A combined threshold and signature match method for the automatic detection of rail RCF cracks using an ACFM sensor

Abstract

Detection of surface breaking defects, such as rolling contact fatigue (RCF) cracks, is an on-going topic of research within the context of rail inspection. At present, detection and classification of RCF cracks using an ACFM sensor is based on low speed walking stick systems where negligible sensor lift-off changes result in a reasonably stable background signal and hence the defects can be automatically detected using a threshold method. However, in the case of high speed inspection systems, the inevitable lift-off variations (e.g. owing to the dynamics of the train bogie etc.) lead to a varying background ACFM signal which renders the threshold method ineffective. A novel method for the detection of isolated RCF cracks, namely combined threshold and signature match (CTSM), has previously been applied to ACFM scans over RCF cracks. The method proved to be effective for automatic detection of isolated RCF cracks, however, it was observed to perform poorly in response to areas of multiple RCF cracks, which often appear in clusters. This paper investigates the application of an enhanced CTSM algorithm to the detection of clustered RCF cracks.
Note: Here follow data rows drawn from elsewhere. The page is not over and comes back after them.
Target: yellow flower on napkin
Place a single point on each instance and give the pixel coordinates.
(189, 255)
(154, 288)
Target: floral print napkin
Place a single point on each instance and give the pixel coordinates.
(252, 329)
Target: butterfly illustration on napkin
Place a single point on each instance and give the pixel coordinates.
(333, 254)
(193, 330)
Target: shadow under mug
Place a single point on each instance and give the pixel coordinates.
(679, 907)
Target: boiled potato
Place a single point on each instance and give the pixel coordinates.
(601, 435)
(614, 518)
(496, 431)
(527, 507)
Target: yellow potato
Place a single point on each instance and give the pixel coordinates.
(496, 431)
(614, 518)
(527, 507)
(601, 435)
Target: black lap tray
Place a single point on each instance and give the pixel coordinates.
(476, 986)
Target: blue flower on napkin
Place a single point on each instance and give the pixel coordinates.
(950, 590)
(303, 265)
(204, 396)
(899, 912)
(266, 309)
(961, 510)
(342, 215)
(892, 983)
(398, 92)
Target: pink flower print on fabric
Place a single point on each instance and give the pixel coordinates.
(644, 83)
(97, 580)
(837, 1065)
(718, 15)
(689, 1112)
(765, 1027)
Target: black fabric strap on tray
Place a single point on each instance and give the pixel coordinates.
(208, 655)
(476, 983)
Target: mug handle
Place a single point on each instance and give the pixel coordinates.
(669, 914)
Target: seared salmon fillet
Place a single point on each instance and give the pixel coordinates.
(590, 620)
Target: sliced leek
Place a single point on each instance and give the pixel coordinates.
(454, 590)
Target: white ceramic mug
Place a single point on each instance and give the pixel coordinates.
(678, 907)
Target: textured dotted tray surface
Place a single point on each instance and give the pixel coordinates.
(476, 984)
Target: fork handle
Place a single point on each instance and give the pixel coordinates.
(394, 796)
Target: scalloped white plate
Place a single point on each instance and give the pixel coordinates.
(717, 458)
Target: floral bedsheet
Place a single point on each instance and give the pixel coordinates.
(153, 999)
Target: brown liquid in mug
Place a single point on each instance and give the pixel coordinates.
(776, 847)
The algorithm has been applied to low speed scans over sections of rails removed from service containing real RCF cracks and to ACFM scans obtained at high speed (up to 48 km/h) over a spinning rail rig containing clusters of artificial cracks. Results suggest that the extended CTSM algorithm is effective in automatically detecting multiple RCF cracks with a high detection rate (> 90%). Further, in the case of widely spaced (> 5 mm) multiple cracks, the algorithm can also provide extra characterisation information about the number and position of cracks within a cluster.